Govt not for tax rate hike, base expansion on anvil
November, 27th 2006
In comments that may be seen as pointers to the forthcoming Budget, a senior government official today said that raising tax rates was no more an option.
We are not going to raise the tax rate but are looking at increasing the tax base over a period of time, Revenue Secretary K M Chandrasekhar said at the India Economic Summit organised by CII and World Economic Forum.
Another senior government official, who also spoke at the inaugural session of the Summit, favoured greater liberalisation in retail, banking and other sectors of the services industry to put the Indian economy on a higher growth trajectory.

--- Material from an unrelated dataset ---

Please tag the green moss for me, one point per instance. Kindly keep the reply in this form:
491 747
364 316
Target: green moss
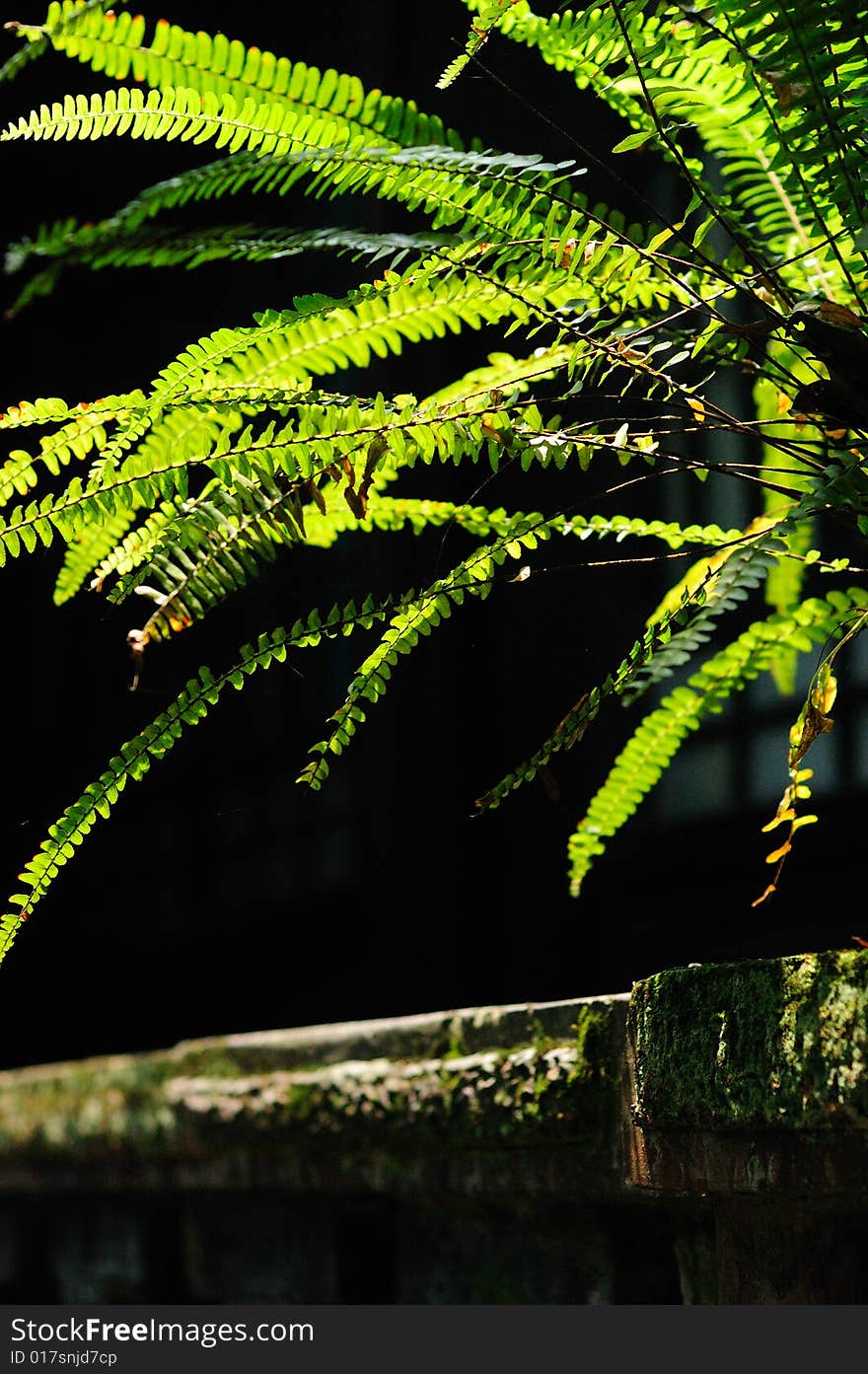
773 1042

The services sector contributed 54 per cent to the economy and in next five years it will grow to 60 per cent. The services sector is growing at seven per cent domestically and it can grow at a higher rate with further liberalisation of regulatory framework, Ajay Dua, secretary, Department of Industrial Policy and Promotion, said.
While growth was propelled by services and manufacturing, labour intensive sectors were not expanding that fast, Dua said, pointing to the footwear industry. He said agriculture, which supports 65 per cent of the population, has grown at just three per cent in the last decade.
Dua said the credit delivery system had failed the agriculture system, leading to a large number of suicides in Andhra Pradesh and Maharashtra.
Chandrasekhar said the government sees widening of the tax net as the new mantra for generating resources.
We need systemic changes in the machinery for enlarging the tax base, he said. There is also a need to further rationalise exemption and continue to moderate the tax rate both direct and indirect taxes, he added.
As we go along, there could be further lowering of indirect taxes, he said in the context of tax rates being still higher than the international average.
Over the years, dependence on indirect taxes has come down substantially from 35 per cent of the total revenue in 1990, to 17 per cent in 2006.
However, the share of direct taxes has gone up from 19 per cent to 45 per cent during the same period, he said. This year, the government expects tax GDP ratio of 11 per cent as against over 10 per cent in 2005-06.
To study the cost benefit analysis of tax exemption, the government has entrusted the task to Indian Council for Research on International Economic Relations and National Institute of Public Finance and Policy.
First, we have to look at it (exemptions) before taking a decision on withdrawing them, he said.